INTERCEPT Expansion Into Minority Population
CARE’s 2018 funding of INTERCEPT (Interrogating Cancer in Families Using Proactive Genetic Testing), was designed to focus on the under-studied cohort of patients whose cancer is seemingly not explained by familial occurrence but whose incidence of gene mutation (thus familial) in the general population is thought to be as high as 1 in 5 (20%). The primary goal of this pilot was to determine whether a patient had a sporadic or inherited form of cancer, a critical distinction as it would determine the appropriate cancer treatment decisions for each patient…and make a case for changing current treatment guidelines.
INTERCEPT was so successful that the project, originally estimated 18-24 months in duration, is scheduled to conclude by year end, a total duration of 8 months. The ability of the findings, however, to make a substantial difference in the care of cancer patients nationwide and have the greatest impact on national guidelines, is dependent upon Mayo Clinic increasing its minority enrollment in the INTERCEPT pilot beyond the <3% that resulted from the 4 sites referring patients.
Therefore, CARE has granted funding to expand the pilot to include 400 African American cancer patients at St. Vincent’s Riverside in Florida through the Mayo Cancer Center, where the patient population is 30% African-American.

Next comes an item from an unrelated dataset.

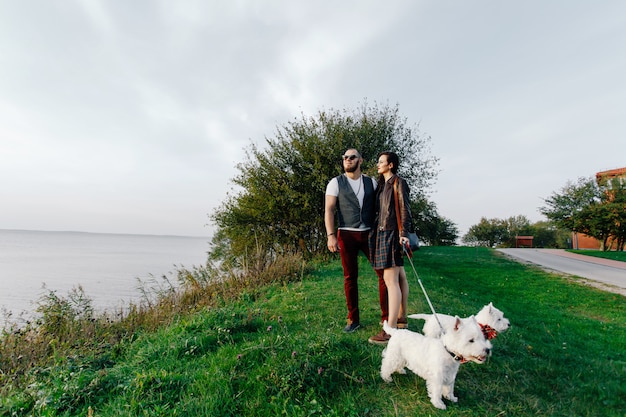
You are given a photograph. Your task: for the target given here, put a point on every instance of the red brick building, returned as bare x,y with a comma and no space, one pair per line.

This additional data, following the same study design as the current INTERCEPT pilot, will help substantiate the relevance for the general population…crucial if the goal of changing treatment guidelines is to be realized.
Continuing the Advancement of the Cellular Therapy Research Program Launched with CARE Funds in 2018
Through CARE’s seed funding of this Program in 2018, a solid foundation has been established for the Cellular Therapy Research Program at HHRI: Key experts and collaborators have been recruited, laboratory resources have been developed and expanded, and accelerated progress toward applying successes in immunology to individual patient treatment were realized. With CARE’s 2019 continued support of this Program, this vital work can be expanded to enable the Program to continue to grow, make progress toward becoming self-sustaining, and begin to provide new treatment to patients.
Physician Scientists will be able to further develop protocols for cellular therapy and banking of biological samples; deepen collaborations that will leverage knowledge about how the outcomes of drug combination treatments can be enhanced.
· The state of the art HonorHealth laboratory development and biobanking will continue unabated, ensuring biological collections meet the needs of HH physician-scientists; HH will continue working with the Early Detection Program to improve integration of clinical information gathered from electronic medical records.
CARE’s support in 2019 will help expand the TIL therapy program, launched in 2018 with CARE support, to enable treatment of individual cancer patients with their own modified cells to help them fight their cancers.